Electronic and Optical Modulation of Metal-Doped Hybrid Organic–Inorganic Perovskites Crystals by Post-Treatment Control

Abstract

Recently, considerable interest in the fields of photovoltaics, light emission, and photodetection absorbers has centered on hybrid organic–inorganic perovskites (HOIPs). Here, we report a combined photoluminescence and high-resolution photoemission study to investigate the defect-site passivation of the B-site methylammonium lead bromide perovskites (B site = In3+, Sr2+, and Li+). A distinctive behavior of the optical response is revealed by means of temperature-dependent time-resolved photoluminescence (TR-PL) measurements. Upon mild argon treatment, the initial thermal quenching rate with respect to the radiative transition rate (Γ0/Γv) ratio and thermal quenching activation energy (ΔEq) of Sr-doped MAPbBr3 is reduced by an order of magnitude.
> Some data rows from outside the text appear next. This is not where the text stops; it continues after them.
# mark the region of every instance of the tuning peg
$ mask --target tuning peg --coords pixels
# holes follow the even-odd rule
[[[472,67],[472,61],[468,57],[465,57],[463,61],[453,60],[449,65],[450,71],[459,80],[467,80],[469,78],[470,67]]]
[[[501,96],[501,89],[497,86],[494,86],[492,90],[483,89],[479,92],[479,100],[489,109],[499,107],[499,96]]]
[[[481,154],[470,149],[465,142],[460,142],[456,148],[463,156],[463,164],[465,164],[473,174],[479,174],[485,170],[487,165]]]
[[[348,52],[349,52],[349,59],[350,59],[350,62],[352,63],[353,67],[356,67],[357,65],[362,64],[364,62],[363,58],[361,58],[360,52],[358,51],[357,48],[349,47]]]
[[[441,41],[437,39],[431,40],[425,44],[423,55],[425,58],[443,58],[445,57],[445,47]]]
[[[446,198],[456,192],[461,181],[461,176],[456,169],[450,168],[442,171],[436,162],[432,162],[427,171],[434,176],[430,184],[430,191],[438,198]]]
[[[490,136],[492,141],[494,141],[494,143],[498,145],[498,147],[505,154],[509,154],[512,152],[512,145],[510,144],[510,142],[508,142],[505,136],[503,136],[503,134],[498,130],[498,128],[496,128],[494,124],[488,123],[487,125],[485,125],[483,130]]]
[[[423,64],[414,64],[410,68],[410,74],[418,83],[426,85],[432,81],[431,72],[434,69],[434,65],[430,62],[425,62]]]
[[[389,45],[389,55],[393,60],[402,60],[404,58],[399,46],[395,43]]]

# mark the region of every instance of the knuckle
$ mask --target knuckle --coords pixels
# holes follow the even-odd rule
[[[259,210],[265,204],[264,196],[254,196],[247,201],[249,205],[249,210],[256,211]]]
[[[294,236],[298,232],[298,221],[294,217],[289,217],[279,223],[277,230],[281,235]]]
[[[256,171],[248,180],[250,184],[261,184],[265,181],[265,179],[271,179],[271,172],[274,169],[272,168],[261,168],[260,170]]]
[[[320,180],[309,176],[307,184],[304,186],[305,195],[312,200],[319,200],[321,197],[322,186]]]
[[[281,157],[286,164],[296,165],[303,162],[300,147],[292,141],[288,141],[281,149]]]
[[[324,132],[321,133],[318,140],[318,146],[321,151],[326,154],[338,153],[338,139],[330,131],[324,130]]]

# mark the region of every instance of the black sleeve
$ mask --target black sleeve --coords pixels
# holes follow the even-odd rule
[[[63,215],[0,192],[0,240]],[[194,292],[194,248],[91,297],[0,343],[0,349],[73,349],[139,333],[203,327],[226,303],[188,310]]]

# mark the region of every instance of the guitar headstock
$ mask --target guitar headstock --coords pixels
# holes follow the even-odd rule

The average charge carrier lifetime (τave) of Sr-doped MAPbBr3 after treatment is significantly improved from 36 to 77 ns, respectively. Moreover, the occupied state of metal-doped MAPbBr3 probed by ultraviolet photoemission spectroscopy (UPS) indicates tunable charge transfer based on rational chemical design. Supported by density functional theory, small band gap changes are observed across Sr-, In-, and Li-doped cases. This work improves our understanding of the photophysics of HOIPs with the possible future aim of improving the stability of emergent perovskite materials by post-treatment control.